I lived in Manitoba until I was sixteen. The drinking age is 18 there, too. I was some pissed-off when we moved to BC and found out it was 19 there. Needless to say I spent alot of time flying back to visit friends (drink).

Moooooog35 said...

Hungry: On the bright side, though - no Yankees fans!

Narm: loonie? toonie? kind of pill are you taking?

Maunie: Are there strippers in France? ROAD TRIP!

MI: narc.

Christina: They strip at the border, too?!

AngieSS: That's why I shave my genitals. Oh..which carpet are you talking about?

Meleah: I'm gonna make a shirt. Trust Joe - he knows.

Joe Klibididydklipf: LOONIE EXPLAINED! Thanks!

Becky: This is news?

lbluca: ...and many a happy US Bum was paid in hummers.

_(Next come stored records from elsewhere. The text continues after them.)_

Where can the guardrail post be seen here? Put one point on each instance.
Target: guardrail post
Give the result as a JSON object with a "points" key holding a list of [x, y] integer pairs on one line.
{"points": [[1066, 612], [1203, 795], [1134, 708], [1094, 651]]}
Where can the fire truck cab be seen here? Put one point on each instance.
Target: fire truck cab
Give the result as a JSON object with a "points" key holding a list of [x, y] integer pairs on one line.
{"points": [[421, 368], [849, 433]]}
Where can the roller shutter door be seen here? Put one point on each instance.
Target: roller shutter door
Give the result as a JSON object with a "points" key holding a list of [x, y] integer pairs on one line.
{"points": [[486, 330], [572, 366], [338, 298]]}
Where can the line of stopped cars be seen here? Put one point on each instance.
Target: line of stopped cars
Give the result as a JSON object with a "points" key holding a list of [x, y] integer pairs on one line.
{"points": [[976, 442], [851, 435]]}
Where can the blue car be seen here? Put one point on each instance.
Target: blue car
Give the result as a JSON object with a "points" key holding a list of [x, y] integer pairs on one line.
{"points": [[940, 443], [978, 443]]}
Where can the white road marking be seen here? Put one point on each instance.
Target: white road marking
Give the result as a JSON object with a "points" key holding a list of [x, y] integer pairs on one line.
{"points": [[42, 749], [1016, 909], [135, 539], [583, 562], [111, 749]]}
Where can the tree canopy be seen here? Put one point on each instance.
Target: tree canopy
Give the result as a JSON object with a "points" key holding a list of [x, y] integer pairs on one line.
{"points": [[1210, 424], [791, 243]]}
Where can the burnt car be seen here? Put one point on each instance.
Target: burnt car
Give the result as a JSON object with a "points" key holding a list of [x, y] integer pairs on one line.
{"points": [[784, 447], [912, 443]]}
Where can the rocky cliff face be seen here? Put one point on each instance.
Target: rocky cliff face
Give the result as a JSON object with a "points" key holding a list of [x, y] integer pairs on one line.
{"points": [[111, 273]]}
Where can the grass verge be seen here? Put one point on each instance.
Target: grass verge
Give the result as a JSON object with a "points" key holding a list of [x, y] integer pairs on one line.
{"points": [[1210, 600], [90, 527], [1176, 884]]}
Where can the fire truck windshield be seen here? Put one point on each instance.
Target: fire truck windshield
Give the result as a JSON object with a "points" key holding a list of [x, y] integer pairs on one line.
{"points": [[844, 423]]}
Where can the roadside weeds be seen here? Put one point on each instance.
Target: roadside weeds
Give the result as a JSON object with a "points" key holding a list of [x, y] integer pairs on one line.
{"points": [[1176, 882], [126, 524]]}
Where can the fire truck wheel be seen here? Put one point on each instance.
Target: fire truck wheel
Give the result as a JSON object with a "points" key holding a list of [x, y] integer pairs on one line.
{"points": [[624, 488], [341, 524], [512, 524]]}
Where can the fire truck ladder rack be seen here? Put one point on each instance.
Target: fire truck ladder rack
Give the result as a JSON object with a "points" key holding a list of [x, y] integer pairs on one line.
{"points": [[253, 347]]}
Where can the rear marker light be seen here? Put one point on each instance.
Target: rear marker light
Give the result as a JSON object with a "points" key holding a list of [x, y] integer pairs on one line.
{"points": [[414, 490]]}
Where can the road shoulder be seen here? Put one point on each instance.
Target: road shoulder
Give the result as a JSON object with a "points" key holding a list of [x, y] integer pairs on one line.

Meghan/Joe: Wow. You can cut the sexual tension with a knife.

Incoming shocker!

HeyJoe: Stripper Ghost.

I'm SO making this a movie.

If there can be a 'Zombie Strippers,' there certainly can be a 'Stripper Ghost.'

Starring Jennifer Love Hewitt.


Olly: I've spent 20 minutes trying to do the math and can't figure out why a 16 year old would fly from a place with a 19 year old drinking age to drink at a place that has an 18 year drinking age.

My head hurts.

Rahul said...

Club Supersexx is the spot.

Um, never been there.

Malach the Merciless said...

What was that all aboot? EH?

AngryMan said...

You go to another country just to see some tail? Back in the 50s, there was a skin club on every corner posing as a friendly coffee shop. What has this country come to?

weirdtales said...

Here's one more, I hate George Bush too...I think we should all go to Canada & find some Zombie Strippers ...ehh!

Anonymous said...

Jeeez. Support the locals.

Anonymous said...

Well. You have yourself a good time now.